2014-09-20

FluentDOM 5.1 - New Features

FluentDOM 5.1 is now available. Here are some of the highlights:

Functors 

The classes can now be called as functions to navigate in a DOM with XPath expressions. The following example fetches all link hrefs attributes from an HTML page:
$dom = new \FluentDOM\Document();
$dom->loadHTMLFile('http://fluentdom.org/');

$links = [];
foreach ($dom('//a[@href]/@href') as $href) {
  $links[] = (string)$href;
}


This works for most of the nodes in a DOM. 

Creator

The new Creator class provides short syntax to create DOM nodes. More detailed information can be found in the wiki.
$_ = FluentDOM::create();
echo $_(
  'ul',
  ['class' => 'navigation'],
  $_('li', 'FluentDOM')
);

XML To JSON

Several serializers/loaders for JSON where added. JSONML, Rayfish, BadgerFish and RabbitFish are supported.
echo "XML -> JsonML\n\n";
$json = json_encode(
  new FluentDOM\Serializer\Json\JsonML($dom), 
  JSON_PRETTY_PRINT);
echo $json;

echo "\n\nJsonML -> XML\n\n";
echo FluentDOM(
  $json, 'application/jsonml+json')->formatOutput();

The Release

2014-08-17

FluentDOM + HTML5

HTML 5 is not directly supported by PHPs DOM extension. That means FluentDOM can not understand it, too. But here is a solution. HTML5-PHP is library that can parse HTML5 into a DOM document.

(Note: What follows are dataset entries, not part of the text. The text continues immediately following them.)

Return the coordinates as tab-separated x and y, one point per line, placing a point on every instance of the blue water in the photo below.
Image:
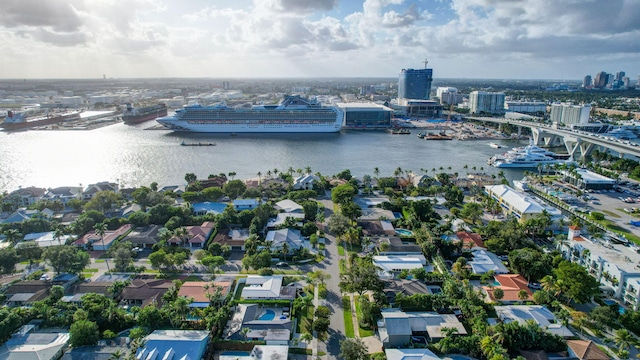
268	315
404	232
236	353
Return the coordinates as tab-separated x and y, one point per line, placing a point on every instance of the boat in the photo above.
136	115
439	136
294	114
399	131
197	144
18	121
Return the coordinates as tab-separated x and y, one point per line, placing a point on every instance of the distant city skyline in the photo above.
491	39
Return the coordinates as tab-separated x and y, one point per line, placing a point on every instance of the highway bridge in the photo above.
579	144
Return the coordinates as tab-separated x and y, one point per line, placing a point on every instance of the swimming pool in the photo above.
404	232
268	315
236	353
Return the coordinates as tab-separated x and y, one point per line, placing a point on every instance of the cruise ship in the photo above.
293	115
530	156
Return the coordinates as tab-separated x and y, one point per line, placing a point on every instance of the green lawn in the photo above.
362	331
348	321
239	291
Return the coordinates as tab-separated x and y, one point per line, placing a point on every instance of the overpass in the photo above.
579	145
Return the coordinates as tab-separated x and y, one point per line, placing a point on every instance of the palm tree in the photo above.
100	229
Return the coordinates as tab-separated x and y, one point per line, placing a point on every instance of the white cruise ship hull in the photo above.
177	125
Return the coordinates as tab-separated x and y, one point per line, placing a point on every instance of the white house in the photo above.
305	182
484	261
291	237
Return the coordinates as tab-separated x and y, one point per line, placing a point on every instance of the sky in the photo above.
502	39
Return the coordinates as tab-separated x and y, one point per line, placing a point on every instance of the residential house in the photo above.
174	344
263	322
410	354
63	194
93	189
391	266
397	327
143	292
484	261
196	237
520	205
259	352
245	204
281	219
291	237
28	195
235	238
26	343
305	182
104	242
267	287
26	292
585	350
470	240
144	237
203	292
511	286
539	314
289	206
615	266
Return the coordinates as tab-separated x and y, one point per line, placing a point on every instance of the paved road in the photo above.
334	297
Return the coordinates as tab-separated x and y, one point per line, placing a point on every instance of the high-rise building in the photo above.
448	95
567	113
415	84
488	102
601	80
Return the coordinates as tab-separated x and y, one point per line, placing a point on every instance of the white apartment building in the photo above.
566	113
488	102
615	266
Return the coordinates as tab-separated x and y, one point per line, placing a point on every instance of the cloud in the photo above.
60	15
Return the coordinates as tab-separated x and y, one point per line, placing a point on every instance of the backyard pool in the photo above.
268	315
404	232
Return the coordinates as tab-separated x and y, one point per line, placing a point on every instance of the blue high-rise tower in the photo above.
415	83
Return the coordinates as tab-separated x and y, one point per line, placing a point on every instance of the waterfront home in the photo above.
235	238
391	266
174	344
397	328
265	323
203	293
63	194
289	206
28	195
539	314
245	204
585	350
26	343
267	287
484	261
104	242
144	237
305	182
511	285
93	189
143	292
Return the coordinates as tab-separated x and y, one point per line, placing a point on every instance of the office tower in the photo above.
566	113
488	102
601	80
415	83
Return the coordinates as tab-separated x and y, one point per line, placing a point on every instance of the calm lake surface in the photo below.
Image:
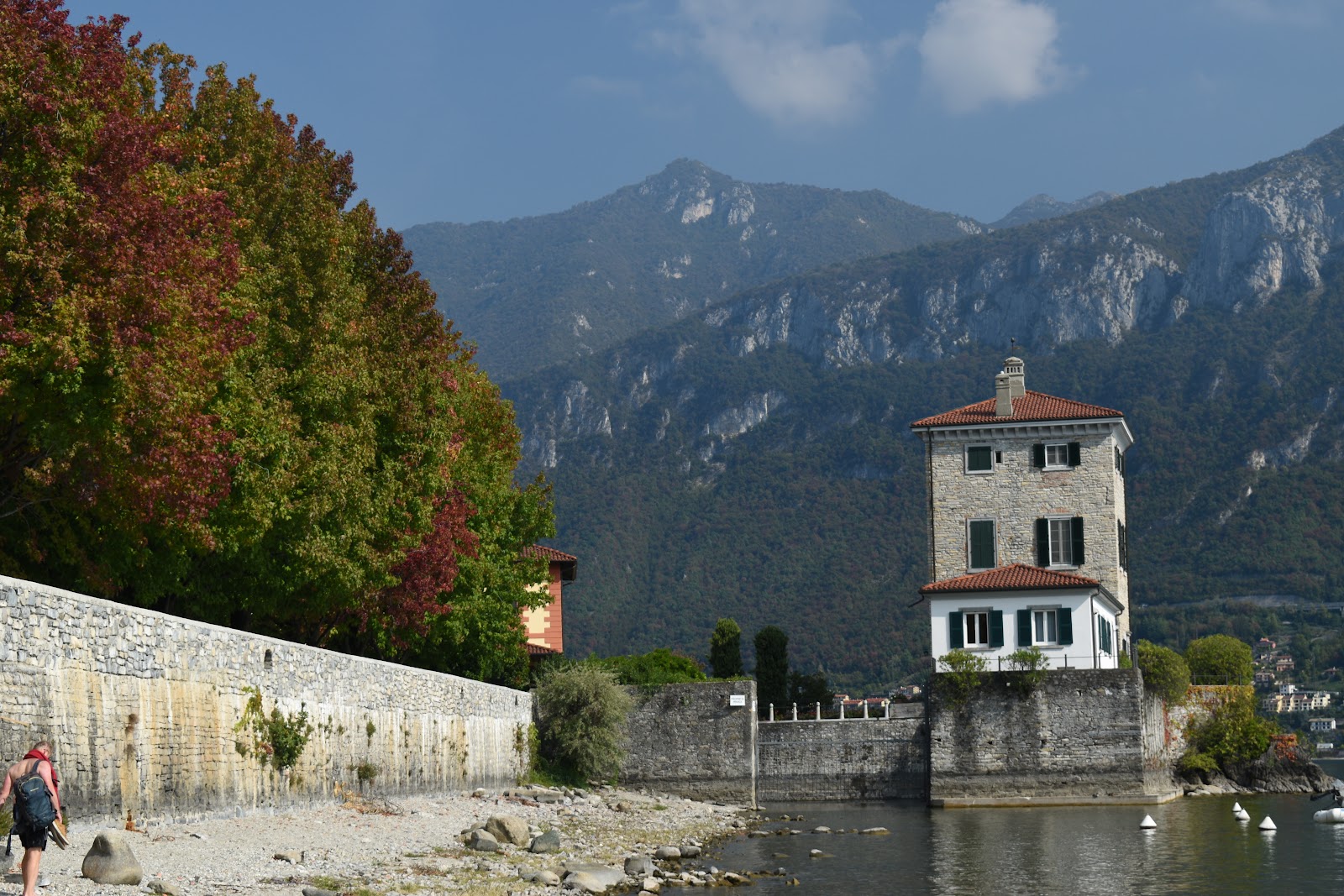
1196	848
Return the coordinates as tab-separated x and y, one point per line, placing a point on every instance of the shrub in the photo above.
582	714
963	672
1233	732
1028	668
1164	671
1220	660
726	651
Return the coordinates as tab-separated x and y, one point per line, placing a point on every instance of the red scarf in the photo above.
38	754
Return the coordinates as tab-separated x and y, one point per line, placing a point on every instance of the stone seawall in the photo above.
844	759
1079	736
141	708
692	741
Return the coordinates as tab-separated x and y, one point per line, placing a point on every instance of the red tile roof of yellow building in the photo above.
1016	577
1026	409
546	553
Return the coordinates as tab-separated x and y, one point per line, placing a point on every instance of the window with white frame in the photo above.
1059	542
976	629
980	544
980	458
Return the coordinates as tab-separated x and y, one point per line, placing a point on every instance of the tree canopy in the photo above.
223	392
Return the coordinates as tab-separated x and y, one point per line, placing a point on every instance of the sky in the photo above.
490	110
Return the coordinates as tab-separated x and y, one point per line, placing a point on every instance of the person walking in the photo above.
34	840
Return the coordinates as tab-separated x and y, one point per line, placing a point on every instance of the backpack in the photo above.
33	799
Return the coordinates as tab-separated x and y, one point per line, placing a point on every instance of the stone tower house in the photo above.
1026	510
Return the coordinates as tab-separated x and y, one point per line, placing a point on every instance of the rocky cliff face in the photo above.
1136	262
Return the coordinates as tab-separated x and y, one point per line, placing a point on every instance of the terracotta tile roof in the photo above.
1030	407
546	553
1016	577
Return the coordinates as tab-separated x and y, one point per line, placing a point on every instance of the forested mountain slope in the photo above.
538	291
754	458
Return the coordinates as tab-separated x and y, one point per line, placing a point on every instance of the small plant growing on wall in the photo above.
1027	669
276	739
963	672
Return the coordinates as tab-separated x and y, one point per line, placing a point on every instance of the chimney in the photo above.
1015	369
1003	394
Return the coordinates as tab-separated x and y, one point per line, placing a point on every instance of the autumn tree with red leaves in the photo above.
223	391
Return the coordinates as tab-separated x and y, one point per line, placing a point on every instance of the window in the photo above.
1046	626
1057	456
980	543
1059	542
976	629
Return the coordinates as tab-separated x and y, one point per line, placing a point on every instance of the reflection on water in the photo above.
1196	848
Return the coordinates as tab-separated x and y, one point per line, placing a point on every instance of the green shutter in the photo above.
1065	620
996	627
983	544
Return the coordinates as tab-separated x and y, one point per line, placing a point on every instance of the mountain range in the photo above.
746	453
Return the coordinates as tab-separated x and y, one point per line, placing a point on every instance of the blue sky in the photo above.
492	110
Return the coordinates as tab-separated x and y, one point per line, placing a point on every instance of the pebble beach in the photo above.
416	846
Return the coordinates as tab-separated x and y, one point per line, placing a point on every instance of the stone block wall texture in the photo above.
1016	493
1079	735
689	739
141	710
844	759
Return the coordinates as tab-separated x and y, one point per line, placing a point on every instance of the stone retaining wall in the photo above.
691	741
844	759
1077	738
141	708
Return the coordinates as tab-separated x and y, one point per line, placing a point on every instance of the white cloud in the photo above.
981	51
774	58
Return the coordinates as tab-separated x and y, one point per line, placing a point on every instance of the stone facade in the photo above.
143	711
1079	738
690	739
846	759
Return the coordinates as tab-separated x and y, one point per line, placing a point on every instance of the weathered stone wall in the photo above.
141	708
1077	738
690	739
844	759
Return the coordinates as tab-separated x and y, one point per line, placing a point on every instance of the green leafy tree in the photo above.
1164	672
726	649
582	715
1221	660
772	674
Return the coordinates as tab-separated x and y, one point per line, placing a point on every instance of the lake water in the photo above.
1196	848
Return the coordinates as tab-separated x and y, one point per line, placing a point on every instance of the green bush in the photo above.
726	649
1028	668
963	672
582	714
1233	732
1220	660
652	669
1164	671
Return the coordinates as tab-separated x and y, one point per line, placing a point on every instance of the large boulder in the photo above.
510	829
111	860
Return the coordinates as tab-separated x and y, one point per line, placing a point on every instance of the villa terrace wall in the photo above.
141	708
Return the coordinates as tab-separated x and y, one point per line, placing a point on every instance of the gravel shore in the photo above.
374	848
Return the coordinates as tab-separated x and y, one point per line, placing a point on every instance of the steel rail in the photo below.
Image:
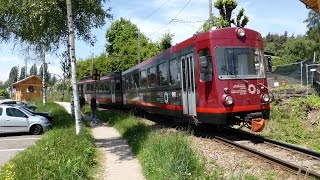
270	158
299	149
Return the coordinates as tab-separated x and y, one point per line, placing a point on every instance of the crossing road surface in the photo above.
12	144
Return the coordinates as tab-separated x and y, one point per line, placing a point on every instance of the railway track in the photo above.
293	158
297	160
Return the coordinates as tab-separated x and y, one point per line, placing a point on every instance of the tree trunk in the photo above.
73	68
43	57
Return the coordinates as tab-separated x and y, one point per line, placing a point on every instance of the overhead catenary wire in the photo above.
156	10
172	18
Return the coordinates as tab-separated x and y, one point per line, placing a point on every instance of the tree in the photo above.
33	70
297	49
313	24
22	73
166	41
313	20
13	76
52	80
43	24
274	42
47	75
225	8
122	44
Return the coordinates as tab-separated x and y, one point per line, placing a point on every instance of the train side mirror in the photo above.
203	61
205	68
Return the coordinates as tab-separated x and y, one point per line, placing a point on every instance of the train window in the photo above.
151	77
108	86
118	85
235	63
131	83
205	64
174	72
143	76
162	74
184	85
136	80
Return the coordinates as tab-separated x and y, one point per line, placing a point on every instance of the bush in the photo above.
4	93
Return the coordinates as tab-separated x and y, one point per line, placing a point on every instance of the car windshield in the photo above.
239	63
27	112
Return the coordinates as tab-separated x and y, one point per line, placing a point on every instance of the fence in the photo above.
297	79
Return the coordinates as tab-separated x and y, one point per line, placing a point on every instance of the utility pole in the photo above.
210	14
26	70
72	56
43	58
139	46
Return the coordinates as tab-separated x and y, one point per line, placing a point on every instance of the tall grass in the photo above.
59	154
289	122
162	155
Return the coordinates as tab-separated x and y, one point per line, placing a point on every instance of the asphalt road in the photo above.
12	144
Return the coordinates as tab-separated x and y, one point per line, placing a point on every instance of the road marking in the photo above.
4	150
19	139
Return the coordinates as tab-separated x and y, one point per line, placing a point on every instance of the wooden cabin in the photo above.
28	89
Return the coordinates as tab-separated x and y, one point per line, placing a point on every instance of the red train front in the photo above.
237	92
216	77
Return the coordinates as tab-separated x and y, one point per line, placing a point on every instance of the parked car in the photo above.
47	115
21	103
17	119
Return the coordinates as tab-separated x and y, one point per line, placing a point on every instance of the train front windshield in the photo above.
240	63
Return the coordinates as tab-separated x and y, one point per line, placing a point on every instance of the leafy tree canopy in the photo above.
33	70
44	23
225	8
165	41
122	45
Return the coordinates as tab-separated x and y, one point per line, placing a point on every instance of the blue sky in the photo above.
153	17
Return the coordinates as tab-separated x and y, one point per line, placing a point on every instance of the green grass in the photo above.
163	155
290	123
59	154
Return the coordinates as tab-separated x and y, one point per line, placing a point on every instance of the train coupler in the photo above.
195	121
257	124
256	120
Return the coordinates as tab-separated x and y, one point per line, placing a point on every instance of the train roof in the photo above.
221	33
110	75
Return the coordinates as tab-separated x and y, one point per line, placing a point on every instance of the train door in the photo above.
113	91
124	89
188	85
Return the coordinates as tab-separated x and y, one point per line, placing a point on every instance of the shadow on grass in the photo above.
116	146
134	131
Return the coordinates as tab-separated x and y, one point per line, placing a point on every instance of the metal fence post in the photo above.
307	79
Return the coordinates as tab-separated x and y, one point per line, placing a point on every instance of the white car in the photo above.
16	119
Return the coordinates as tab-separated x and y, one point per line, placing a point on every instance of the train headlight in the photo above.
228	100
265	98
240	32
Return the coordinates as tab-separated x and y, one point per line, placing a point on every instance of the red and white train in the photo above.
216	77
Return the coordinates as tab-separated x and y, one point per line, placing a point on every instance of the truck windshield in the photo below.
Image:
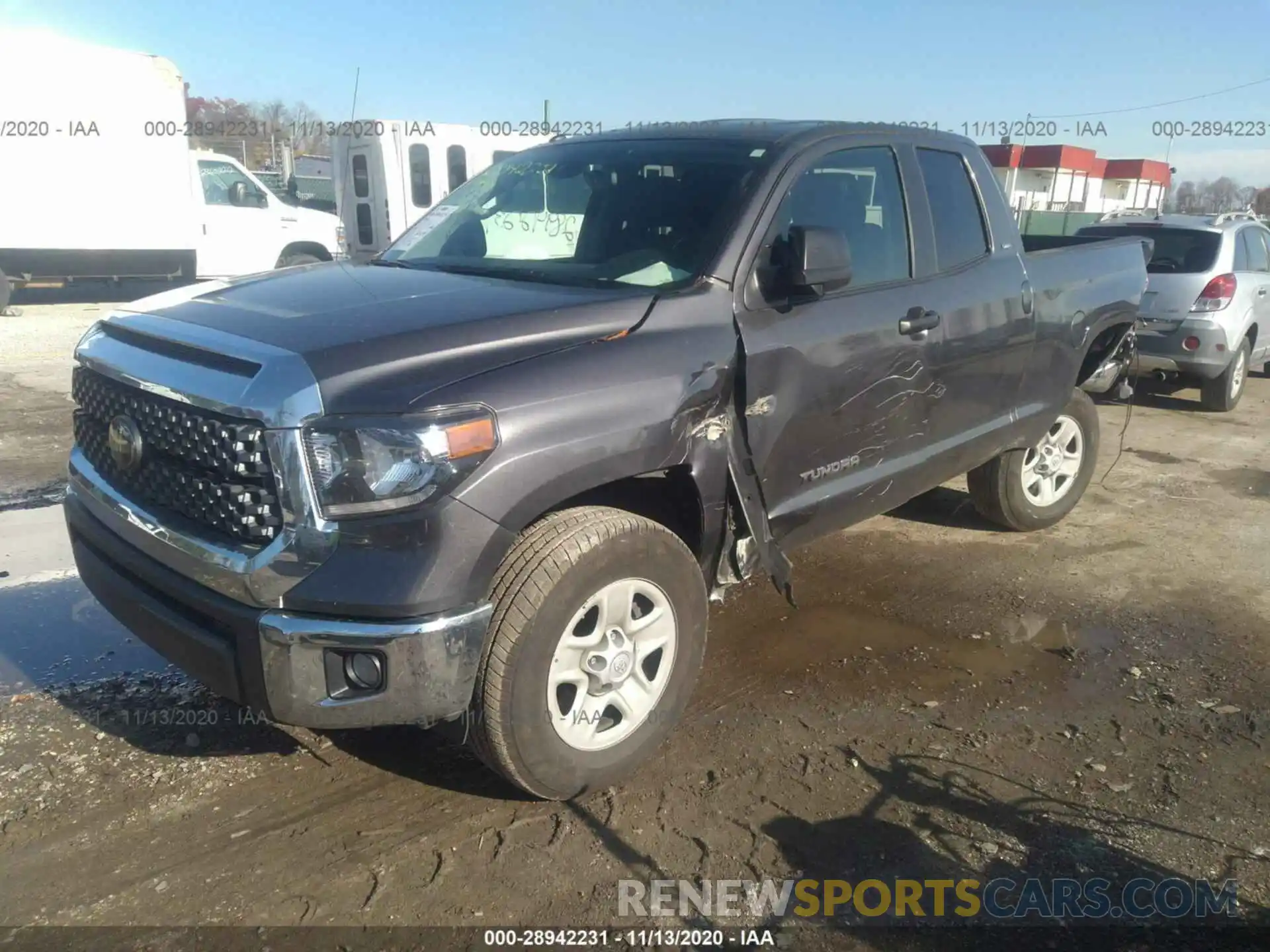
642	212
1177	251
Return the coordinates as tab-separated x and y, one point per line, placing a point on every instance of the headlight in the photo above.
362	466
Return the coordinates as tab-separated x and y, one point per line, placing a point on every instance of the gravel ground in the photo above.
949	701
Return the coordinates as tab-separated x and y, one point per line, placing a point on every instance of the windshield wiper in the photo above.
532	274
392	263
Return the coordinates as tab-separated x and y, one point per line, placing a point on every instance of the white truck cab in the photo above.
101	180
244	227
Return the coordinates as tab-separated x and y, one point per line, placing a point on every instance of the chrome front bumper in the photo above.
215	608
277	662
429	666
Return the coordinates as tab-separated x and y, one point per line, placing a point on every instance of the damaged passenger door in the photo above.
836	380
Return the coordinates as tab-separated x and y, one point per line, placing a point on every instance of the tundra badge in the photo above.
813	475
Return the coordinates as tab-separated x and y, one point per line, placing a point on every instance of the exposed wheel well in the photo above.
667	496
1100	349
305	248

Both libraries use Composer:
"require": {
  "fluentdom/fluentdom": "5.*",
  "masterminds/html5": "2.*"
}

Read HTML5 into FluentDOM:
$html5 = new Masterminds\HTML5();
$fd = FluentDOM($html5->loadHTML($html));

Or write it:
echo $html5->saveHTML($fd->document);

HTML5-PHP puts the elements into the XHTML namespace. To use XPath expressions, you will need to register a prefix for it:
$html5 = new Masterminds\HTML5();
$fd = FluentDOM($html5->loadHTML($html));
$fd->registerNamespace(
  'xhtml', 'http://www.w3.org/1999/xhtml'
);
echo $fd->find('//xhtml:p')->text();

2014-08-09

Xpath 1.0 - Quoting Strings

Strings in Xpath 1.0 can be enclosed in single or double quotes. The following expressions are equivalent.

//div[@id = 'foo']
//div[@id = "foo"]


This is nice because you can use the variant that requires less or none escaping. I prefer single quotes for PHP because they need less escaping (only single quote and backslash). I usually end up with something like this:

$xpath->evaluate('//div[@id = "foo"]');

However a problem comes up if the value is dynamic.

$xpath->evaluate('//div[@id = "'.$_GET['foo'].'"]');

If $_GET['foo'] contains a double quote, it will break the expression. It is compare able to an SQL-Injection and should be avoided, don't you think?

The Xpath 1.0 specification for a literal is:

Literal   ::=   '"' [^"]* '"'


| "'" [^']* "'"

It disallows the use of the enclosing quote in the literal itself, here is no way to escape it.

Hint: This is different in Xpath 2.0. You can duplicate the quotes to escape them.

Deciding Which Quote To Use

 The first and obvious step is to check the value for quotes and use the one that it does not contain:

function quote($value) {
  $char = strpos($value, '"') === FALSE ? '"' : "'";
  return $char.$value.$char;
}


But a value could contain both kind of quotes. This would still break the expression.

Divide And Conquer

If is not possible to quote the whole value because it contains both kind of quotes you need to divide it into parts that can be quoted. You can then use the Xpath function concat() to rebuild the orignal value again:

//div[. = concat("Singe Quote: '", 'Double Quote: "')]

Matching text structures is the domain of regular expression. So lets use them:

preg_match_all('("[^\']*|[^"]+)', 'Double Quote ", Single Quote \'', $matches);
var_dump($matches);


Output:

array(1) {
  [0]=>
  array(3) {
    [0]=>
    string(13) "Double Quote "
    [1]=>
    string(16) "", Single Quote "
    [2]=>
    string(1) "'"
  }
}

The pattern matches any string that start with a double quote and contains no single quote or any string that does not contain any double quote.

All that is left is quoting the parts and join them back together:

foreach ($matches[0] as $part) {
  $quoteChar = (substr($part, 0, 1) == '"') ? "'" : '"';
  $result .= ", ".$quoteChar.$part.$quoteChar;
}
return 'concat('.substr($result, 2).')';

Put Together

It does not make sense to create the function call for a single argument. So the check is still needed:

  1. If the value contains no single quote, use single quotes
  2. If the value contains no double quote, use the double quotes
  3. Otherwise divide the string and use concat()

A complete implementation can be found in FluentDOM\Xpath::quote().